I'm currently at Berkeley EECS. It's certainly a very good program, and they put a ton of effort into undergraduate education. For example, I was recently talking to people at the ParLab about how they developed a rather popular class about parallel programming, so undergraduate education is certainly something of a priority.

Ultimately, it really depends on what you're interested in. From my perspective, Berkeley seems very good for systems stuff: parallelism, distributed systems, databases or even computer architecture. The undergraduate CS classes are all rather good and mostly interesting. (Except for the stupid Java/OOP/data structures course--that was a big waste of time, but you can probably just skip it.)

However, the classes really aren't the most important thing. I think there are two things that trump this. One is simply location: Berkeley is very close to a ton of startups. I've met some incredibly smart people running exceptional companies, and even worked at a couple during the year. It's a great resource that would be hard to duplicate anywhere outside of the Bay Area. Even if you don't plan to spend much time working at startups, it's still really cool to occasionally pop down to SF and hang out with hackers; the community around here is really great.

The other aspect that's more important than classes is research. Berkeley has a very project-driven approach to research where people decide on applications first and tailor their research to that. Some projects are really full-stack: for example, at the ParLab (where I'm doing some undergraduate research), there was a demo where everything including the hardware, the OS and the high-level algorithm design all stemmed from active ParLab research, all integrated together at the very end. If you like that sort of thing, it's very neat. The other big lab I know about--the Amp lab--operates similarly.
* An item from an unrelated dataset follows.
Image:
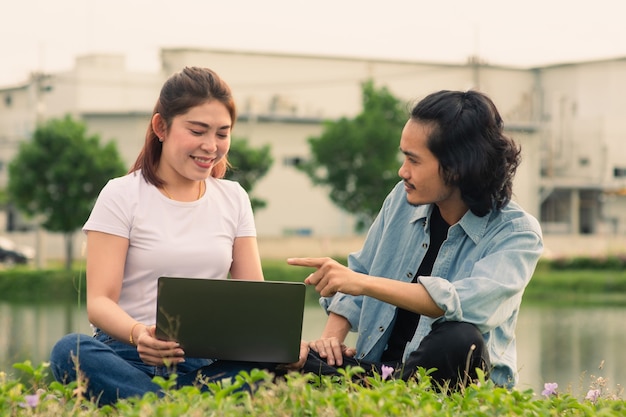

It's also going to depend on what particular subjects you like. From my perspective, Berkeley is great for all sorts of systems stuff: architecture, distributed systems, parallelism and so on. It's really a great atmosphere for that sort of work, with a ton of cool people to talk to.

Of course, this does mean that most of the stuff that's going on is annoyingly practical. Relatively few people seem to be working on neat theory, and most of that is in complexity. So if you want to study cool theory just because it's pretty, Berkeley might not be ideal.

I've found myself inexorably drawn to PL theory--types, categories, algebras and so on--and Berkeley is really no place for that :(. It's driving me to distraction. So if you're interested in something along those lines, I'm willing to bet that Princeton is quite a bit better. And I really do think PL theory is the coolest field, partly because of how general it--it's applicable literally everywhere in CS and then spills over into math or even physics--but mostly because of how pretty it is.

Also, if you like functional programming--another thing I'm very interested in, unsurprisingly--then Berkeley is also the wrong place. Most people seem to know literally nothing about it beyond its being somehow related to functions and a bit wonky, and I've only met a few people who know much beyond that.

Anyhow, I hope that helps you get a good idea of how Berkeley is like. I'm very biased, but I think my biases cancel out: on the one hand, I go here and it's great; on the other, the things I actually like are sorely under-represented and that really annoys me.


I just want to back this up by saying that I've been exposed a little to some AMP lab projects (Spark, Shark), and they're pretty cutting-edge for the industry. That lab seems to be focused on tackling the same problems industry is actively working on, which is rare at my university. If you're interested in distributed, parallel computing in the vein of MapReduce, I would second Berkeley.